It is first discussed how the first conjunct of Lemma VII can be proved. That predicate is false only if LCE(r) is true and CPUL(r) is false. All states in RM.IS satisfy CPUL, since  $RM.IS = RLM.IS \subseteq RLM.S$  and all states in RLM.S satisfy CPUL (see the definition of RLM). By definition of  $RM.\Pi$ , this means that the first state in an execution trace in  $RM.\Pi$  satisfies CPUL. Since CPUL only can be falsified by exceptions (only exceptions can modify the privilege level and DACR cannot be modified in non-privileged mode), states in RM.S not satisfying CPUL must follow an exception. An exception causes an exception handler of the hypervisor and the monitor to be executed. Hence, it is only the exception handlers of the hypervisor and the monitor that can break the first conjunct of Lemma VII, by setting the program counter to point to Linux memory when the CPU is not configured to execute Linux. That is, the CPU must be in non-privileged mode and

DACR[5:4] = 0b01 (*CPUL* is satisfied), when an execution of an exception handler sets the value of the program counter to be mapped to a physical address allocated to Linux (*LCE* gets satisfied).

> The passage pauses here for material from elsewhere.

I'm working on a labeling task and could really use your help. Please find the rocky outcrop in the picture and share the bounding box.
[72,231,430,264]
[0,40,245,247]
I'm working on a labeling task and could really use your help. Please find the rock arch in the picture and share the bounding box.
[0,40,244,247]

To prove that all executions of all exception handlers configure the CPU to execute Linux when the program counter value is set to point to Linux memory, it suffices to prove that all exception handlers of the hypervisor and the monitor terminate correctly:

- All monitor invocations terminate.
- All executions of all exception handlers of the hypervisor terminate by sooner or later setting the program counter value to be mapped to the next Linux instruction to be executed, and simultaneously setting the CPU in non-privileged mode, at which point DACR[5:4] must be equal to 0b01.

These two termination properties imply that all sub-execution traces of exception handlers terminate in states satisfying CPUL, which is required by EHT in the definition of  $RLM.\delta$ . All sub-execution traces of exception handlers therefore have a transition in  $RLM.\delta$ . Since Lemma V states that each such transition in  $RLM.\delta$  have a matching transition in  $ILM.\delta$  with respect to R, these two termination properties and Lemma V imply that all exception handlers are correct with respect to the formal software design specified by the ideal model, IM.

The two termination properties can be proved to hold for the exception handlers as reasoned in the following three steps. First, assume that the last state  $r \in RM.S$  before an exception occurs is related to an ideal state  $i \in IM.S$ . This assumption can be made since each initial state in RLM.IS is related to some initial state in ILM.IS, according to Lemma IV, and Linux and NIC transitions do not break this relationship, according to Lemma V. This means that the last state  $r \in RM.S$  before the first exception occurs in an execution trace in RM.II is related to some ideal state  $i \in IM.S$ . The termination properties then imply that the sub-execution trace of the invoked exception handler have a transition in RLM.S. Lemma V therefore implies that the last state  $r' \in RM.S$  of the sub-execution trace of the invoked exception handler is related by R to some ideal state  $i' \in IM.S$ . This reasoning can then be applied inductively for later exception handler executions in an execution trace in RM.II. This means that for each real state in RM, followed by an exception, there always exists some ideal state in IM, such that the two states are related by R.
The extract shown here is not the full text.